Les éléments — feu, soleil, étoiles
Le feu, Yikwani, joue un rôle essentiel dans la vie Tiwi.
Thecla Bernadette Puruntatameri peint sa lumière et sa chaleur : feu de camp, feu de chasse, feu qui nettoie et régénère la terre.
Dans les récits anciens, c’est Murtankala, la vieille femme des profondeurs, qui fit naître la lumière en frottant deux branches, puis leva la flamme vers le ciel pour créer le soleil (Warnarringa).
Conrad Tipungwuti rend hommage à ce geste primordial, reliant la terre et le ciel, la cendre et la clarté — l’ocre rouge brûlée devenant l’image même du feu originel.
Peinture de l’artiste Thecla Bernadette Puruntatameri - Yikwani - 180 x 120 cm - 23-27. © Photo : Aboriginal Signature Estrangin Gallery with the courtesy of the artist and the art centre.
La nuit, le ciel s’anime d’un autre langage.
Kalisha Lee Austral et Lucinta Puruntatameri peignent Yamparriparri, l’étoile filante, symbole du lien familial et du souvenir.
Elles évoquent les nuits passées à dormir sous les constellations, écoutant les récits des anciens. Dans leur peinture, l’espace cosmique devient un territoire de mémoire et de transmission.
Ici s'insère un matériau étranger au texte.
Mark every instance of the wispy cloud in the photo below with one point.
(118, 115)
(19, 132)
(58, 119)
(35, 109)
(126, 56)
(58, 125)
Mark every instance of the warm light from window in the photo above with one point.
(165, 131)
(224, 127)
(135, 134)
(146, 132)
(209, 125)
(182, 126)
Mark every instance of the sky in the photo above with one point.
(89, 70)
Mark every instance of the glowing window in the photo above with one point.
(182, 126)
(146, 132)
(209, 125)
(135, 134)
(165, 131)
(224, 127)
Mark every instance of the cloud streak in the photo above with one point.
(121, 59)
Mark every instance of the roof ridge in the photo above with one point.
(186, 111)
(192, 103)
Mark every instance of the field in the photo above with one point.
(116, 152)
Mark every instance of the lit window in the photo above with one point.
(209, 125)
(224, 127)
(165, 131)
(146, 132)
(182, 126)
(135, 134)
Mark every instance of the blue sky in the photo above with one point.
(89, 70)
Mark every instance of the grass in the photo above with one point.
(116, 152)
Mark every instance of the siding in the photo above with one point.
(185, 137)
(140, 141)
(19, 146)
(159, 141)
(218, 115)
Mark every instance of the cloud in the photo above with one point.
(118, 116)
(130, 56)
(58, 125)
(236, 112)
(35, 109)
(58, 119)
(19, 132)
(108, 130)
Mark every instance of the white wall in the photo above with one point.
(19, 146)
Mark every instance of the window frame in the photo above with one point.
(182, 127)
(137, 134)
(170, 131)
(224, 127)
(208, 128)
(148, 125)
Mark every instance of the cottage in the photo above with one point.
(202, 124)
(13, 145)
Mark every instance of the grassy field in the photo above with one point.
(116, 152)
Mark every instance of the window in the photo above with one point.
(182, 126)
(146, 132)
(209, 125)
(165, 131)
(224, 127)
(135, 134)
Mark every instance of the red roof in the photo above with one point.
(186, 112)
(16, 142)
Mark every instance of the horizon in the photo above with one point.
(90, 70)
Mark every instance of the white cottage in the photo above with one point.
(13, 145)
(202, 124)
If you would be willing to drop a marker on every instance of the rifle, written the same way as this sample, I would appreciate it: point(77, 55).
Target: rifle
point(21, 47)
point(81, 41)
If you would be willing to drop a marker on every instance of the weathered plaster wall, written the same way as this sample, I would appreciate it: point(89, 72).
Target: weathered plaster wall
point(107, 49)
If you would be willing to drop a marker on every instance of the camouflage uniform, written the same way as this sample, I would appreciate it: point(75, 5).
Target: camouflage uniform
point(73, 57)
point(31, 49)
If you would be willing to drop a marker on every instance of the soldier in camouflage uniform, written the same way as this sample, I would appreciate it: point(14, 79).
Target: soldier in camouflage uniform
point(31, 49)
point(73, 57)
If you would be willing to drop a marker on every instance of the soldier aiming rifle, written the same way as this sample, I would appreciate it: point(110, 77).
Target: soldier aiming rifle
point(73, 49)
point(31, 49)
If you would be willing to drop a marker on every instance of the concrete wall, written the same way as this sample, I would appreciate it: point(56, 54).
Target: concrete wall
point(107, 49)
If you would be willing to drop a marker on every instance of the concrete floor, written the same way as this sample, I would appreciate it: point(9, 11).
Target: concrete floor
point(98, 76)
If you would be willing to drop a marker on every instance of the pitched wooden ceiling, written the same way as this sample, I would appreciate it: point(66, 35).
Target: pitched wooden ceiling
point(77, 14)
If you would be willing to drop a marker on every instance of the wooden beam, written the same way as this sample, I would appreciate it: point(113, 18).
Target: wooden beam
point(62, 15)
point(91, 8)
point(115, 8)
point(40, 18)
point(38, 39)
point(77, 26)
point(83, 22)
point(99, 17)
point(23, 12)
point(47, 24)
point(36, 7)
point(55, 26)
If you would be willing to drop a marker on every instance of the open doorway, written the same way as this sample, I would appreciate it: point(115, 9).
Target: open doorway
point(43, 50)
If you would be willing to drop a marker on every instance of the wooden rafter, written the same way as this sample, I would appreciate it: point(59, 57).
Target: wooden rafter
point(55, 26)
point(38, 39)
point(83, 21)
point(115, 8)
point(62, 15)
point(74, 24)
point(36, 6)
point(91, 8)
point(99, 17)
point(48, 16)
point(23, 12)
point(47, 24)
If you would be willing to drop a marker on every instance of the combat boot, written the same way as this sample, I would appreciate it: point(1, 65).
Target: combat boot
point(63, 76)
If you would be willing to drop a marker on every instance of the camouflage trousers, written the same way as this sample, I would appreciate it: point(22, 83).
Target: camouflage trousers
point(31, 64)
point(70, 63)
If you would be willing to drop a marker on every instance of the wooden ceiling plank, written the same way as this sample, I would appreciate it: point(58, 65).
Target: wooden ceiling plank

La couleur bleue — modernité introduite avec respect et autorisation des aînés — élargit la palette traditionnelle pour embrasser la profondeur du ciel.
Tisser, protéger, relier
Jane Margaret Tipuamantumirri tisse les Pamijini, brassards rituels en pandanus teints de pigments naturels, portés lors des danses.
Ces parures protègent des mapurtiti (esprits) et incarnent la continuité des gestes féminins — la patience, le soin, la relation au pays.
Ici encore, la fibre devient peinture, le tissage devient prière.
Peinture de l’artiste Jane Margaret Tipuamantumirri - Ampitji - 90 x 70 cm - 25-68. © Photo : Aboriginal Signature Estrangin Gallery with the courtesy of the artist and the art centre.
Between Salt & Ochre réunit les voix de deux communautés — Munupi et Jilamara — pour offrir une vision unifiée du monde Tiwi : une peinture de la mer, du corps et du cosmos. Les œuvres réunies révèlent la puissance d’une esthétique où chaque forme est porteuse d’histoire, chaque couleur un fragment de terre ou de lumière.
Entre le sel et l’ocre, les artistes Tiwi nous rappellent que créer, c’est se souvenir, transmettre et célébrer la vie qui circule entre les éléments. Peindre la mer, ici, c’est peindre le monde — et dans chaque point d’ocre, dans chaque ligne, résonne le battement du Country.